UN to urge revamp of Afghan aid

Afghan labourers build a road in Kabul - file pic
The UN wants aid spending to be more co-ordinated

The United Nations' envoy to Afghanistan is to outline a new plan on spending foreign aid, amid fears that millions of dollars have been wasted.

Kai Eide told the BBC that too much aid money was spent on salaries and goods in the countries that provided it.

"I think... we spend too much of our money in our home countries instead of spending it in Afghanistan," he said.

Mr Eide advocates spending aid money through the Afghan government in return for a crackdown on corruption.

Last month, 80 countries pledged a further $22bn (11bn) for Afghanistan.

Now the donors and the Afghan government are being told to deliver - to get schools, clinics, agriculture and electricity to the people who need it.

'Weak institutions'

Millions in development money have notoriously gone to waste in the seven years since the fall of the Taleban, the BBC's Alastair Leithead reports from Kabul.


Afghan people on improving life

Many countries spend a chunk of their aid through the government or on a trust fund set aside to fund National Solidarity Programmes in more than 22,000 districts of the country.

Mr Eide believes more should be spent this way.

In Kabul on Sunday, he will outline to the government and donors that they have got to be more co-ordinated and to deliver development more effectively and efficiently.

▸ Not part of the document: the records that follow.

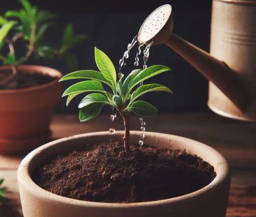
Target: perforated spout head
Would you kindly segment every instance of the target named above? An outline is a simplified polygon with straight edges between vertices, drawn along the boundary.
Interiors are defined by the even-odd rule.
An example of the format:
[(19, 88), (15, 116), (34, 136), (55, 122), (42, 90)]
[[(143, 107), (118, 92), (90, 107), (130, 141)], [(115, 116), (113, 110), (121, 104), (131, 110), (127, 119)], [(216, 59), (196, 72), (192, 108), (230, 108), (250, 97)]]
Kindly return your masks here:
[(153, 41), (153, 44), (165, 43), (172, 32), (173, 20), (172, 6), (164, 5), (154, 11), (144, 21), (139, 31), (141, 43)]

"We also have to see how we can spend our money in a way that builds Afghan capacity," he said.

"We see how weak the institutions are - that we have to make sure we correct."

Corruption is a major issue and the words auditing and accountability will be buzzing around the room at the first monitoring board meeting since the Paris conference, our correspondent says.

The UN head in Afghanistan is trying to take control of an aid effort that many think has been missing the mark, when winning people over to the government, and keeping the Taleban at bay, is so vital for the future, he adds.